October 25th, 2014 · No Comments

A seven-point checklist for councillor selection

There are over 20 registered candidates running to represent Ward 20, Trinity-Spadina, as city councillor. It’s a large and diverse pool, and we play homage to all those who have put their names forward, as they contribute to our democratic process and make our city a great place to call home. That said, with such a sizeable pool of candidates, it’s virtually impossible to feature each of their views on the municipal issues. Further, this ward cuts a wide swath through the readership area of the Annex and Liberty Gleaners; roughly from the train tracks at Dupont Street all the way to the harbour, and from Bathurst Avenue in the west to University Avenue in the east. And the list of issues facing the ward is as large as the ward itself. So instead of a round-up on each candidate, we have prepared the following checklist to keep in mind while you consider who should earn your support to be this ward’s next city councillor.

Are they one-issue wonders? Ward 20 has a lot of files that the sitting councillor must carry. So, if the candidate is only on about hot dog carts, bike lanes, or building blimps to get us to and from Pearson Airport, then perhaps you should give them a pass.

Do they understand that Toronto, and the ward itself, is a collection of neighbourhoods, divided in more ways than we can list? Most of these neighbourhoods include main streets, where the intersection of residents and small (and large) businesses matter. Maintaining diverse business strips to serve the needs of residents helps keep our communities liveable. Do they know that business property taxes are too high?

Does the candidate “get” city building? This encompasses a lot of files: transit, congestion, efficient energy management, the Billy Bishop City Centre Airport, the Pan-Am Games, and more. Each of these comes with down and upsides for specific neighbourhoods, but on the whole what’s good for the city is generally good for us all in the long run.

Listen to the loudest voices with a grain of salt. We live in a representational democracy. Interest groups ought not to dictate the councillor’s actions, though they should inform his or her views. The successful councillor should possess courage of conviction.
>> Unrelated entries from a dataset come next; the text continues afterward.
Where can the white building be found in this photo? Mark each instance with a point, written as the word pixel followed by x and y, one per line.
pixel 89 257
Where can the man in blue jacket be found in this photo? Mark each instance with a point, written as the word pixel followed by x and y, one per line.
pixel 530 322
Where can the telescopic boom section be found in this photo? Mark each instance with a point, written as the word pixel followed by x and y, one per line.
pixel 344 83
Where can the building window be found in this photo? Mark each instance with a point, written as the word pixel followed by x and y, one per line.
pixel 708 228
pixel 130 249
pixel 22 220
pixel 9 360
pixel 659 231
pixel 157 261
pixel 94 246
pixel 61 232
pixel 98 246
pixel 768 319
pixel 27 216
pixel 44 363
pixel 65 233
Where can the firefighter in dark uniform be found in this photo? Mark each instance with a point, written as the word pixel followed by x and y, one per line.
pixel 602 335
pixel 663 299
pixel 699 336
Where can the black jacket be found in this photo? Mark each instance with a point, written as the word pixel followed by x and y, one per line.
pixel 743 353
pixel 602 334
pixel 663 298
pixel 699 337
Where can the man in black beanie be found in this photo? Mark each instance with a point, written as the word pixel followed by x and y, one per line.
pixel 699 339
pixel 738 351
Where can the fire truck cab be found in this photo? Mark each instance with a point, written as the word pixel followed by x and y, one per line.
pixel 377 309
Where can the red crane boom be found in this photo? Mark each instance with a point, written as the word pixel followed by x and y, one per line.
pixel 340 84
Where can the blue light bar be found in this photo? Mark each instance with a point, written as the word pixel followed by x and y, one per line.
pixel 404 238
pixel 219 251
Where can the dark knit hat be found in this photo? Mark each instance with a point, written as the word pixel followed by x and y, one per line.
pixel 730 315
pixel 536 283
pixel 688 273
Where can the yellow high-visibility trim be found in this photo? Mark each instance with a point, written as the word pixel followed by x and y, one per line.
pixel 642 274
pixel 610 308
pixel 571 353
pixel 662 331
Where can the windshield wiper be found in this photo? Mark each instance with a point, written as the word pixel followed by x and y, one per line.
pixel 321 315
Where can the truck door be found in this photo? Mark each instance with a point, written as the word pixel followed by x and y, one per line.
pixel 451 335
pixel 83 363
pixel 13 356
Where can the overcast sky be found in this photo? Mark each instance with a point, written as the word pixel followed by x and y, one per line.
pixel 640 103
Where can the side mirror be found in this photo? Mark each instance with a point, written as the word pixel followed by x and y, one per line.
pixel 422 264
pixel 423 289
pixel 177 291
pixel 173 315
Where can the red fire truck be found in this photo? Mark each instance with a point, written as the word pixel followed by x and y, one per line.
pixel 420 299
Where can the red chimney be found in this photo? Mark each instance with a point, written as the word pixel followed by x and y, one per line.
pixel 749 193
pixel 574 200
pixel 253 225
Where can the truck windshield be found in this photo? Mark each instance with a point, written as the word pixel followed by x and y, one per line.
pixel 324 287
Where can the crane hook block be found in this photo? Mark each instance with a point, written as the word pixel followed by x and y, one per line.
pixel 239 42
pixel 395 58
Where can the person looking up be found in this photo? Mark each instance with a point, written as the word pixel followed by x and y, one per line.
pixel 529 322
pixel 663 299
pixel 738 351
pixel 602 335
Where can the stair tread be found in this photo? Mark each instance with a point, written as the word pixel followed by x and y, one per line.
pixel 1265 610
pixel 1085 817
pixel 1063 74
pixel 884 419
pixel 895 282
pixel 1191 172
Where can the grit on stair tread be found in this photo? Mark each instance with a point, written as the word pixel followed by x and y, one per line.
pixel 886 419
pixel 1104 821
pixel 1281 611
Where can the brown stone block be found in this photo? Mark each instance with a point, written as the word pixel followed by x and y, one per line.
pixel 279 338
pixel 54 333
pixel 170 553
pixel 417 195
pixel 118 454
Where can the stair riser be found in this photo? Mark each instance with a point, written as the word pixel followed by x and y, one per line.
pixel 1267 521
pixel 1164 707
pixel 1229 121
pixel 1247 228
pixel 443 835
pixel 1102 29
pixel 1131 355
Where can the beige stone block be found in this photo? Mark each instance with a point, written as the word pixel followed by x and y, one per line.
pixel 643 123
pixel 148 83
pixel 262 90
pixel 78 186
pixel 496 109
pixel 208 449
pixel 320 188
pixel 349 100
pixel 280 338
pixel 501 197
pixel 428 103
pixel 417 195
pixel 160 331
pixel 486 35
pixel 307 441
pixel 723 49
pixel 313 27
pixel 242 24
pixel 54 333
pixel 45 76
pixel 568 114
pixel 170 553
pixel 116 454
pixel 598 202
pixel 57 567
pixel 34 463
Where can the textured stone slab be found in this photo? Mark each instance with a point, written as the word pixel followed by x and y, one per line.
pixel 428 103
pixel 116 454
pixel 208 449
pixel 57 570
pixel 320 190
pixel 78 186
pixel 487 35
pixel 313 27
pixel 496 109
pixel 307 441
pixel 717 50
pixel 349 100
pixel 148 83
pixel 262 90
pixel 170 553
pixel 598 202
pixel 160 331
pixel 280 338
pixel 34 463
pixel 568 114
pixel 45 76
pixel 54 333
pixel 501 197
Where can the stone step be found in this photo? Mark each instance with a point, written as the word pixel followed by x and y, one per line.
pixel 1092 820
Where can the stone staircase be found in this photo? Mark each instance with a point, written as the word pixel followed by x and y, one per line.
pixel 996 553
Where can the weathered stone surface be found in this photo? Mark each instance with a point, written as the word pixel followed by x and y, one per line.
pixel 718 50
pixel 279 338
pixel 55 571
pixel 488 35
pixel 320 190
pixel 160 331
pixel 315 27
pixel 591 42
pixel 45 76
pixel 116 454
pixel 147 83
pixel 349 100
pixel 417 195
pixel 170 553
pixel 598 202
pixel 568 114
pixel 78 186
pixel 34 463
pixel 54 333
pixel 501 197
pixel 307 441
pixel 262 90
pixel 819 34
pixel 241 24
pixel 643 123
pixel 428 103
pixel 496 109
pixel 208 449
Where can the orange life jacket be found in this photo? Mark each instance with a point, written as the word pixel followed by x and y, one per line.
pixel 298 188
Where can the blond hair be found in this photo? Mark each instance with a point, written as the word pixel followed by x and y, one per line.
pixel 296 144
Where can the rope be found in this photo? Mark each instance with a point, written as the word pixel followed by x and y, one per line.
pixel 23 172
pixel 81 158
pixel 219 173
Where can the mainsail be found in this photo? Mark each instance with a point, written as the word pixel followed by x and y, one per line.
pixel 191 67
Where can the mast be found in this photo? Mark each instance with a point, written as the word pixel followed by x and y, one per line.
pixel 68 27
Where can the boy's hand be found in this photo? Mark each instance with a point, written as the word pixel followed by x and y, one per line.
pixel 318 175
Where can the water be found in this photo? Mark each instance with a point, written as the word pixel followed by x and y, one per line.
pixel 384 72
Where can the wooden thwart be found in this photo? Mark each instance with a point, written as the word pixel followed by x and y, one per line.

There will be another election in four years. So what. Too many councillors live in fear of that judgment day. This fear renders too many politicians impotent throughout their terms, unable to take effective action for fear of reprisal of the voters. If at all possible, you should select a candidate who is prepared to lead in the spirit of his or her conscience.

Is the candidate a team player (and the team we refer to is Team Toronto)? For the most part the business of municipal governance is not a left-right game, though somehow this has been entrenched as an accepted reality in the city council chambers.

The successful candidate must “play” on both sides to try and get what is best for the ward and for the city as a whole. Sometimes that will mean that a “left-leaning” politician should support private garbage collection, while at other times it will mean that a “right-leaning” one must support building more affordable housing. In each case, it will be because it’s the right thing to do.

The successful candidate ought not to be afraid of change. The only constant after all is change itself. In a city so widely rich in diversity the real challenge is how to embrace it. Opposing it is counterproductive.

In a meeting with business improvement areas, mayoral candidate John Tory noted that “some councillors employ rope-a-dope,” a technique used by former heavy weight boxing champ Muhammad Ali: assuming a protective stance, Ali would lean against the ropes, which in turn would absorb most of his opponent’s blows, eventually causing his opponent to punch himself out. In Toronto, some councillors lean on the bureaucracy, and avoid having to ever take decisive action. Avoid that candidate.

That may be a tall order, but hopefully you choose someone that meets at least some of these criteria.